Division of Vascular Medicine, Swiss Cardiovascular Center, Inselspital, Bern University Hospital, University of Bern, Freiburgstrasse, CH-3010 Bern, Switzerland.
Atherosclerosis. 2010 Jul;211(1):103-9. doi: 10.1016/j.atherosclerosis.2010.02.022. Epub 2010 Feb 24.
Endothelial progenitor cells (EPC) play a fundamental role in tissue regeneration and vascular repair. Current research suggests that EPC are more resistant to oxidative stress as compared to differentiated endothelial cells. Here we hypothesized that EPC not only possess the ability to protect themselves against oxidative stress but also confer this protection upon differentiated endothelial cells by release of paracrine factors. To test this hypothesis, HUVEC incubated with conditioned medium obtained from early EPC cultures (EPC-CM) were exposed to H2O2 to assess the accumulation of intracellular ROS, extent of apoptosis and endothelial cell functionality. Under oxidative stress conditions HUVEC treated with EPC-CM exhibited substantially lower levels of intracellular oxidative stress (0.2+/-0.02 vs. 0.4+/-0.03 relative fluorescence units, p<0.05) compared to control medium. Moreover, the incubation with EPC-CM elevated the expression level of antioxidant enzymes in HUVEC (catalase: 2.6+/-0.4; copper/zinc superoxide dismutase (Cu/ZnSOD): 1.6+/-0.1; manganese superoxide dismutase (MnSOD): 1.4+/-0.1-fold increase compared to control, all p<0.05). Furthermore, EPC-CM had the distinct potential to reverse the functional impairment of HUVEC as measured by their capability to form tubular structures in vitro. Finally, incubation of HUVEC with EPC-CM resulted in a significant reduction of apoptosis (0.34+/-0.01 vs. 1.52+/-0.12 relative fluorescence units, p<0.01) accompanied by an increased expression ratio of the anti/pro-apoptotic factors Bcl-2/Bax to 2.9+/-0.7-fold (compared to control, p<0.05). Most importantly, neutralization of selected cytokines such as VEGF, HGF, IL-8 and MMP-9 did not significantly reverse the cyto-protective effect of EPC-CM (p>0.05), suggesting that soluble factors secreted by EPC, possibly via broad synergistic actions, exert strong cyto-protective properties on differentiated endothelium through modulation of intracellular antioxidant defensive mechanisms and pro-survival signals.
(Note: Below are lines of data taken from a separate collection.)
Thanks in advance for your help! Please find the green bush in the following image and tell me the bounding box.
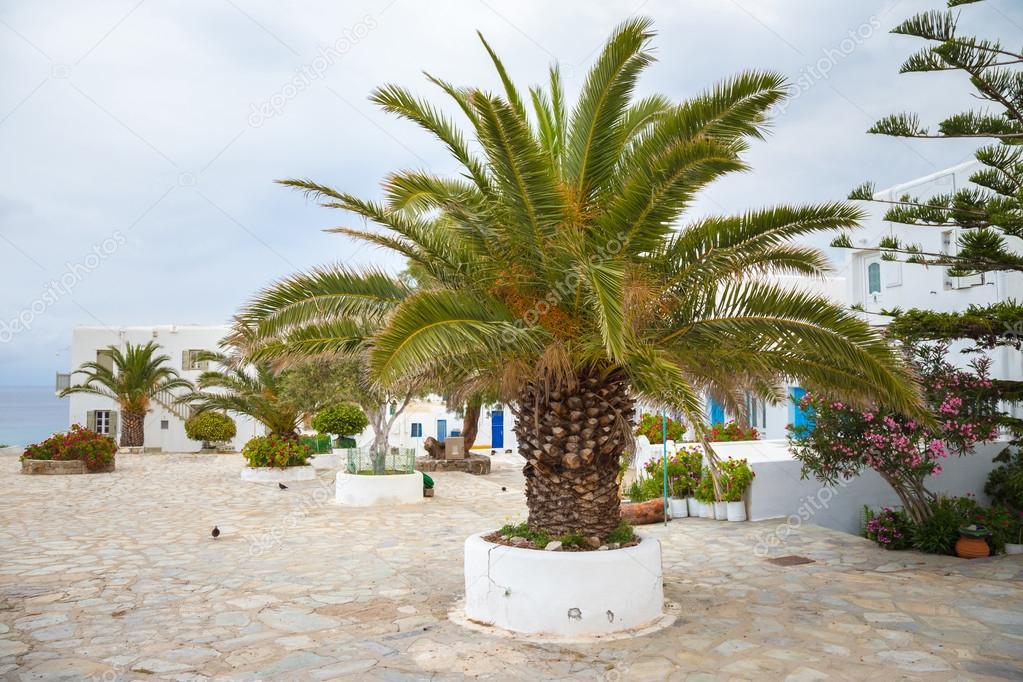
[984,448,1023,514]
[312,403,369,437]
[635,413,685,445]
[720,457,756,502]
[241,434,309,468]
[185,411,237,447]
[21,424,118,471]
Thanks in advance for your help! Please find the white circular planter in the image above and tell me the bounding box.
[309,453,341,470]
[335,471,422,507]
[241,464,316,483]
[465,534,664,637]
[725,502,746,521]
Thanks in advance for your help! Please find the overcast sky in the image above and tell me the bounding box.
[0,0,1023,385]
内皮祖细胞(EPC)在组织再生和血管修复中起着至关重要的作用。目前的研究表明,EPC 比分化的内皮细胞更能抵抗氧化应激。在这里,我们假设 EPC 不仅具有保护自身免受氧化应激的能力,而且还可以通过释放旁分泌因子将这种保护作用赋予分化的内皮细胞。为了验证这一假设,我们将 HUVEC 与早期 EPC 培养物获得的条件培养基(EPC-CM)孵育,然后用 H2O2 处理这些细胞,以评估细胞内 ROS 的积累、细胞凋亡的程度和内皮细胞的功能。在氧化应激条件下,与对照培养基相比,用 EPC-CM 处理的 HUVEC 细胞内氧化应激水平显著降低(0.2+/-0.02 与 0.4+/-0.03 相对荧光单位,p<0.05)。此外,EPC-CM 孵育可提高 HUVEC 中抗氧化酶的表达水平(过氧化氢酶:2.6+/-0.4;铜/锌超氧化物歧化酶(Cu/ZnSOD):1.6+/-0.1;锰超氧化物歧化酶(MnSOD):与对照组相比,增加了 1.4+/-0.1 倍,均 p<0.05)。此外,EPC-CM 具有明显逆转 HUVEC 功能障碍的潜力,这可通过其在体外形成管状结构的能力来衡量。最后,EPC-CM 孵育可显著降低 HUVEC 的细胞凋亡(0.34+/-0.01 与 1.52+/-0.12 相对荧光单位,p<0.01),同时增加抗/促凋亡因子 Bcl-2/Bax 的表达比值至 2.9+/-0.7 倍(与对照组相比,p<0.05)。最重要的是,中和选定的细胞因子(如 VEGF、HGF、IL-8 和 MMP-9)并不能显著逆转 EPC-CM 的细胞保护作用(p>0.05),这表明 EPC 分泌的可溶性因子可能通过广泛的协同作用,通过调节细胞内抗氧化防御机制和生存信号,对分化的内皮细胞发挥强大的细胞保护作用。